Un débat sur la place de l'énergie nucléaire au Québec s'impose
Montréal, le
21 août 2008 - Le Réseau québécois des groupes écologistes (RQGE) est très déçu
de la décision du Gouvernement du Québec de confirmer la réfection de la
centrale nucléaire de Gentilly‑2. On dénonce les contournements de démocratie,
la sous-évaluation de l’ampleur des impacts environnementaux et l’absence de
réflexion en profondeur sur les alternatives au projet.
Voir aussi le
communiqué de l’AQLPA, le RSN et le RTVN
Modèle de lettre à Mme Beauchamp Lettre au vérificateur général
L’empressement
estival et l'absence de débat sur les avantages et surtout les inconvénients
graves que le maintien de cette centrale et le stockage des déchets radioactifs
peuvent avoir à court, moyen et à long terme sur l’environnement, le personnel
de cette centrale ainsi que la santé publique sont choquants, affirme avec une
certaine inquiétude Yvan Croteau, président du RQGE. Un projet d’une telle envergure devrait faire l’objet d’une
consultation auprès du Bureau d’audiences publiques sur l’environnement (BAPE)
mais la réglementation environnementale actuelle soustrait des projets comme
Gentilly‑2 à tout examen de leur impact sur l'environnement. Est-ce irrévocable
? L’Assemblée nationale devrait également être saisie de cette question
d’importance nationale. Notons qu’un militant de longue date, Michel Fugère,
s'est vu refuser l'accès à la conférence de presse, pourtant publique, sur
l'annonce de cette réfection.
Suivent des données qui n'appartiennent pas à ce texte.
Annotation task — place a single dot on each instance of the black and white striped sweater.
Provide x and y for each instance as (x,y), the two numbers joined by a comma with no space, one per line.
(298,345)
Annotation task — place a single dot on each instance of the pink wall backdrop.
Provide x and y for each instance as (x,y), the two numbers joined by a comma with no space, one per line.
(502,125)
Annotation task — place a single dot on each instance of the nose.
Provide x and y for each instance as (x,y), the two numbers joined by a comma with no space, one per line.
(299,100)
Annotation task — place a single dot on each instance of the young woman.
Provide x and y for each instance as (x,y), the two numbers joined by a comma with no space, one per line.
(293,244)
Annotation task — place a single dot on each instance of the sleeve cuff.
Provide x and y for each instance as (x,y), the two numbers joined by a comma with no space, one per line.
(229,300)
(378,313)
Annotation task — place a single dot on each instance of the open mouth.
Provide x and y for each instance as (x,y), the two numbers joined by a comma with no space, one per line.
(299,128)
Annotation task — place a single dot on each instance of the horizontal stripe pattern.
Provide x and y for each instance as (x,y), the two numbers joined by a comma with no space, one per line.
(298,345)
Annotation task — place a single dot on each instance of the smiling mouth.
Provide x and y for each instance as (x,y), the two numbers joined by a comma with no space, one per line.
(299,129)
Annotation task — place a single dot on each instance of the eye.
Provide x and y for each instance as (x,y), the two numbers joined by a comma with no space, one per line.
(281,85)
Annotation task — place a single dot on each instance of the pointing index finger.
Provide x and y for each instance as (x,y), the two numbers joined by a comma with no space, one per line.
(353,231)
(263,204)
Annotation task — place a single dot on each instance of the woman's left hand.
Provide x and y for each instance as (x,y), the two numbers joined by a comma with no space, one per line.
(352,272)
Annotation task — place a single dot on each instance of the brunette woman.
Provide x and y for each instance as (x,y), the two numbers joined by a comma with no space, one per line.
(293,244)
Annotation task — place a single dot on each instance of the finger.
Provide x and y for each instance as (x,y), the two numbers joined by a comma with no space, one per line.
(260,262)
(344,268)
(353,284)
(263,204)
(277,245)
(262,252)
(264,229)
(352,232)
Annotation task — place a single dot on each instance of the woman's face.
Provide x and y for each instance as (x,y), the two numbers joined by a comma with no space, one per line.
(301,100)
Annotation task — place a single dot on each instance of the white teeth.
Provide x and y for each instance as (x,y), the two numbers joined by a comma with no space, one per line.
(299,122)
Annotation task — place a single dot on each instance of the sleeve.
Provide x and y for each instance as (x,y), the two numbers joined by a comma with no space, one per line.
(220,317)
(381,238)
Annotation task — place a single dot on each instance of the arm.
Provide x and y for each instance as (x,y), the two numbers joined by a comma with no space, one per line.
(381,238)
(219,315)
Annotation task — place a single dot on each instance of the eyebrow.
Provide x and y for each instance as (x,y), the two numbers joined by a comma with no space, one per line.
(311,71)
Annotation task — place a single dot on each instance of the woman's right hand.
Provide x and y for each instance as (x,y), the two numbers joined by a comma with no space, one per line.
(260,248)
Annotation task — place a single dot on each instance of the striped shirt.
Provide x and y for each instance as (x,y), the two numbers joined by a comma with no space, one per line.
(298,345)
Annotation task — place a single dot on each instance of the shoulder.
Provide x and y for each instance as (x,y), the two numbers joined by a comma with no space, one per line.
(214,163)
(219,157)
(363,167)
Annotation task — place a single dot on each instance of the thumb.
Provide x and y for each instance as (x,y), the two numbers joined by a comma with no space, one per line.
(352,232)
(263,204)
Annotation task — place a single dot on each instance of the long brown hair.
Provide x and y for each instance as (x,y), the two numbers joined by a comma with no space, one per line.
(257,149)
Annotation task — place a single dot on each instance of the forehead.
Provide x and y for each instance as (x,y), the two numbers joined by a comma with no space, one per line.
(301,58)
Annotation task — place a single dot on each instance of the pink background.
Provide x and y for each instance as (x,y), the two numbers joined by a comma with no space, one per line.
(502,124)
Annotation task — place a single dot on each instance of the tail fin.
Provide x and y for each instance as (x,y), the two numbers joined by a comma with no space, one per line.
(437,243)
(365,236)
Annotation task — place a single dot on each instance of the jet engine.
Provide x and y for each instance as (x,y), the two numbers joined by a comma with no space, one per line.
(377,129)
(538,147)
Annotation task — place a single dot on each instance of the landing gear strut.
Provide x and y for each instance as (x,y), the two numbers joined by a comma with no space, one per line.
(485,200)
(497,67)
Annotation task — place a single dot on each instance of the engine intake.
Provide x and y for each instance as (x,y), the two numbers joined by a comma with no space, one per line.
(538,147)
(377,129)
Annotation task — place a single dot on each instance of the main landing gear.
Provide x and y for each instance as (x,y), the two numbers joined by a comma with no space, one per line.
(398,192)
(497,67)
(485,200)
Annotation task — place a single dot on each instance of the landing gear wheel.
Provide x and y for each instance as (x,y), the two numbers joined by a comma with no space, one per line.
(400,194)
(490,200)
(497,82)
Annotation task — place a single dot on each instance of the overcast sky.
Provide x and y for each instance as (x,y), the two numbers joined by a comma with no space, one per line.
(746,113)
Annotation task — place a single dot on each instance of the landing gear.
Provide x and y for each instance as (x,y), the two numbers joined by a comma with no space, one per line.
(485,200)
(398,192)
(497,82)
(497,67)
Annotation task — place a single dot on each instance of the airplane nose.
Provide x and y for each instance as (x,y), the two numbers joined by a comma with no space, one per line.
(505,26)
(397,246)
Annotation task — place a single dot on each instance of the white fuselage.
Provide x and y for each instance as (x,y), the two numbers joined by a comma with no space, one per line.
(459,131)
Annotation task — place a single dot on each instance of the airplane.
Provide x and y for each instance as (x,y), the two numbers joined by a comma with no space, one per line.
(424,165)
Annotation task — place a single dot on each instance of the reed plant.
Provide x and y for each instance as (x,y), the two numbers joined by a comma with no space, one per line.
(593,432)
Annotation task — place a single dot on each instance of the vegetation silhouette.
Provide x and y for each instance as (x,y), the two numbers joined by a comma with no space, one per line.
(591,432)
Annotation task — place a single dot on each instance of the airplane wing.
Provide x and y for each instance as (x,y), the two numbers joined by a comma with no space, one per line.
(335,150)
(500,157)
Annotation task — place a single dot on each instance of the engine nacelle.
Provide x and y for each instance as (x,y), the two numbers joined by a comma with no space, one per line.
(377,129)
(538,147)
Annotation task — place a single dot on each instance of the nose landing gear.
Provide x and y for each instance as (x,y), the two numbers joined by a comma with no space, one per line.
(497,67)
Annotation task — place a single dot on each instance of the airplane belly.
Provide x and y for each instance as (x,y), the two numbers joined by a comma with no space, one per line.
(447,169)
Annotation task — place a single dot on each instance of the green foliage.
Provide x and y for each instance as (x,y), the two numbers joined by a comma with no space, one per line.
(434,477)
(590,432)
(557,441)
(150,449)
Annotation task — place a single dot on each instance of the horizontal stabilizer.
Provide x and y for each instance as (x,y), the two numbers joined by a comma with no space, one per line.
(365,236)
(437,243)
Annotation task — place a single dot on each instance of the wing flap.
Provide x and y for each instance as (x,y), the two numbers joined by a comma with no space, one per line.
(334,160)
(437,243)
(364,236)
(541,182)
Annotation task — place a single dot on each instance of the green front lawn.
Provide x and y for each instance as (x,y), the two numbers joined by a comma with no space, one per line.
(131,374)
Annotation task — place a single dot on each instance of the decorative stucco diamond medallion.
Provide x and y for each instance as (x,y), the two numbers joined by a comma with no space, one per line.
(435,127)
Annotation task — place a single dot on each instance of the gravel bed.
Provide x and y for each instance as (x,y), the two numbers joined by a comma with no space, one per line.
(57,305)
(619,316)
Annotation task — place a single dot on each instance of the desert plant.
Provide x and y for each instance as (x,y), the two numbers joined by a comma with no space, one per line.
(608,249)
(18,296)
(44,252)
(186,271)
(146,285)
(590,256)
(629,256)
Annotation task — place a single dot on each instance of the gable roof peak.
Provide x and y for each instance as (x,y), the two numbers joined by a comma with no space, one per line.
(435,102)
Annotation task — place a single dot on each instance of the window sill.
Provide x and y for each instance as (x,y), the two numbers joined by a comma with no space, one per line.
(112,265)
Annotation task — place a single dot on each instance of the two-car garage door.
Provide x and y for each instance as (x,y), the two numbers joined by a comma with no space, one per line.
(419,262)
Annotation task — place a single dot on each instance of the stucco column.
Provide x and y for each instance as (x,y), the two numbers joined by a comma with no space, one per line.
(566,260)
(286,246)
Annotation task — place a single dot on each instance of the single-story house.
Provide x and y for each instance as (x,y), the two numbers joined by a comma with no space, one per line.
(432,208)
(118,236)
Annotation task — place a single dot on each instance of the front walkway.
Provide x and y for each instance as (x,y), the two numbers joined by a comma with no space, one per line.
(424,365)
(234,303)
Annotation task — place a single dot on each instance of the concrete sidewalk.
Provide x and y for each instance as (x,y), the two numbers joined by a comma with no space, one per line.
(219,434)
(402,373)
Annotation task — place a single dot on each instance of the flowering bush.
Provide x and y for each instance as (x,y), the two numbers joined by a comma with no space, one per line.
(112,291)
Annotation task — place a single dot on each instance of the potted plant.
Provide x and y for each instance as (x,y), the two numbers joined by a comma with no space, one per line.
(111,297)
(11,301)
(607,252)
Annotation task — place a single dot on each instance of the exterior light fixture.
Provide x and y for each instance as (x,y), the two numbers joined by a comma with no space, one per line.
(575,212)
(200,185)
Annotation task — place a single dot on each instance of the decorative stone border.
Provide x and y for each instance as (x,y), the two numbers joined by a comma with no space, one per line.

Pourquoi le gouvernement Charest bafoue-t-il
ainsi les droits démocratiques fondamentaux de la population québécoise ?
Hydro-Québec
mentionne que la production de Gentilly‑2 représente environ 3 % de la
production totale d'électricité d'Hydro-Québec. Avons-nous réellement besoin de
l’électricité que produira cette centrale ? Est-ce qu’un investissement
comparable dans les économies d’énergie et dans la production d’énergie verte
donnerait des résultats comparables
sinon supérieurs à la production de cette centrale ?
Le maintien
et la création d'emplois dans une région affectée par la crise forestière et
dans le secteur manufacturier ont été présentés comme des avantages à la
réfection de cette centrale. Or, "On ne ferme pas une centrale
nucléaire comme on ferme un dépanneur", de dire Michel Fugère du
Mouvement vert Mauricie. L’arrêt de la centrale exige le maintien des
opérations sur une quarantaine d'années afin d’assurer le refroidissement du
réacteur ainsi que la sécurisation des lieux. De plus, une partie du personnel
actuel de Gentilly‑2 pourrait tirer profit de la sécurisation des déchets
nucléaires et de la centrale en développant une expertise de niveau mondial
dans ce domaine.
Une
évaluation indépendante et un débat public transparent s'imposent afin que la
population du Québec comprenne les enjeux environnementaux, sociaux et économiques
reliés à la réfection de Gentilly‑2 et le stockage des déchets de combustible
irradié afin qu’elle puisse décider en toute connaissance de cause si le Québec
demeure ou non dans l’ère nucléaire pour les 25 prochaines années.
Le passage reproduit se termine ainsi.